Perhaps because yoga doesn't define (or 'overdefines') itself, labels get attached: medicine, nirvana, the answer, bliss, 'good for you,' etc. I can testify a bit to the inception of the murkiness in the West as I was living in New York when I few women I knew from an acrobatics-type trainer we were working with sidled up to me and almost whispered the location of a place I should go because "I'd really like it." (Turns out these women were some very wealthy Greek daughters). When I went to the location, it was a brownstone in midtown. I walked up the stairs and into a dimly lit room with a candle burning in the middle and people staring at it in silence. Somehow I was just supposed to know that this was yoga and what yoga was.
So certainly it is vulnerable to labels, and now, to my mind, it is also vulnerable to myriad young instructors who 'fall in love' with yoga, take a yoga instructor training (sometimes after just a few classes and for just a weekend in an exotic locale), then get a gig (maybe even quit their job) and start yelling at or singing to students about the Joys and Benefits of YOGA while cranking each one - no matter how different their bodies - into the picture they have of the perfect looking pose.
This is so far from safe it cannot even be calculated. It takes at least 10 years to become a yoga teacher - and hopefully in those years the teacher encounters their own infirmities, struggles with class after class of no students, comes up against it economically but decides to continue, listens to their real teachers: their students who bring real life bodies, minds, spirits, concerns, etc. into the room. In this way, the real teacher comes out through compassion, humility, helpfulness, trust in the student's breath and body being able to work together to learn from (Not Accomplish!) the poses or decide yoga is not for them.
There are also Big economic and spiritual burdens on today's yoga.

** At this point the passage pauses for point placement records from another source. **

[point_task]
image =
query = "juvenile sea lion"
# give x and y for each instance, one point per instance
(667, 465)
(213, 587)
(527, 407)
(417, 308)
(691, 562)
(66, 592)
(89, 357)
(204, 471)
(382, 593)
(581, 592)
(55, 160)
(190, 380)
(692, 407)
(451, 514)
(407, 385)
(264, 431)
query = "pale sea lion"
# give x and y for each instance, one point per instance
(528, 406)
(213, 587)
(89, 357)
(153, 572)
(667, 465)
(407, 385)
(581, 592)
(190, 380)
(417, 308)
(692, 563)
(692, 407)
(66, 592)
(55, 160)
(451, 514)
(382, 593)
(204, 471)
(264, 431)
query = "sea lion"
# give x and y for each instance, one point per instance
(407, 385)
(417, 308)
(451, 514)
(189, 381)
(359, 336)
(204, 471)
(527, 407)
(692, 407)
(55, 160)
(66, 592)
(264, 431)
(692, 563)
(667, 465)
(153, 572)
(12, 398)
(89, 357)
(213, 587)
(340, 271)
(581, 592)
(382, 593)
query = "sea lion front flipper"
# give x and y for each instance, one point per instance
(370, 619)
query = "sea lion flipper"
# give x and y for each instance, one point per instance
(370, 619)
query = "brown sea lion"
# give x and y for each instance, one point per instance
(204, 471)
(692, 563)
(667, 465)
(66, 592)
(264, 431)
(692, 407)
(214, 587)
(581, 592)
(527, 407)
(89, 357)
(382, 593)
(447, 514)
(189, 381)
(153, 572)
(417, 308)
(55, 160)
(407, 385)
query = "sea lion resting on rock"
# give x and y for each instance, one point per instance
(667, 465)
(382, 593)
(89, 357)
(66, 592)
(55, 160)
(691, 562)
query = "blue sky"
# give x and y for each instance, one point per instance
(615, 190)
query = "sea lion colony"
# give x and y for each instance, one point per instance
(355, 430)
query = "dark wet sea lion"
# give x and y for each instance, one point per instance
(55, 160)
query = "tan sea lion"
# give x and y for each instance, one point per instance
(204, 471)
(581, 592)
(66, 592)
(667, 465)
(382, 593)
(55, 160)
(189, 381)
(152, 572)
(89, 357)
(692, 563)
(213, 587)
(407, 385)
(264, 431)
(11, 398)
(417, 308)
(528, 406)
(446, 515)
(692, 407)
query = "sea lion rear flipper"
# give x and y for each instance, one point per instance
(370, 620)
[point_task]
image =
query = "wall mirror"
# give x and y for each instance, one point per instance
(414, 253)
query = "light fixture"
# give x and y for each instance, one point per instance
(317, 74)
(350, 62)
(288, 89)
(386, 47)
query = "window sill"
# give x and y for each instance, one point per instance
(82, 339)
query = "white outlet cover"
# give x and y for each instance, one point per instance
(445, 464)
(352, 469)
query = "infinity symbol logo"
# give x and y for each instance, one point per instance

Many of the young (in experience and depth) teachers and other members of the 'health industry' who have joined the bandwagon are in need of exposure, marketing, ways to build their businesses (and eat). There is even a growing number of people who see yoga Only as a business and - often without ever doing yoga - offer lucrative retreats. As I write the money is in teacher trainings and retreats, so you see teachers/tour directors offering one after another of these.
And what sells the retreats and trainings? The murky but emphatic promises of Joy, Enlightenment, Spirit, Health, Beauty, Thinness, You Name It. So, there are more and more people coming to yoga with vague, unrealistic notions of what a Panacea it is. Many of these people aren't thinking, just believing, and without being present to their true teachers - their Inner selves - a lot of them apparently get 'wrecked.' (But even this is questionable because a lot of doctors and therapists have found a schtick in dissing yoga and newspapers and magazines have found yoga sells - especially with sensational headlines).
There is a saying - This too shall pass. Yoga energy - like all energy - will continue on its course.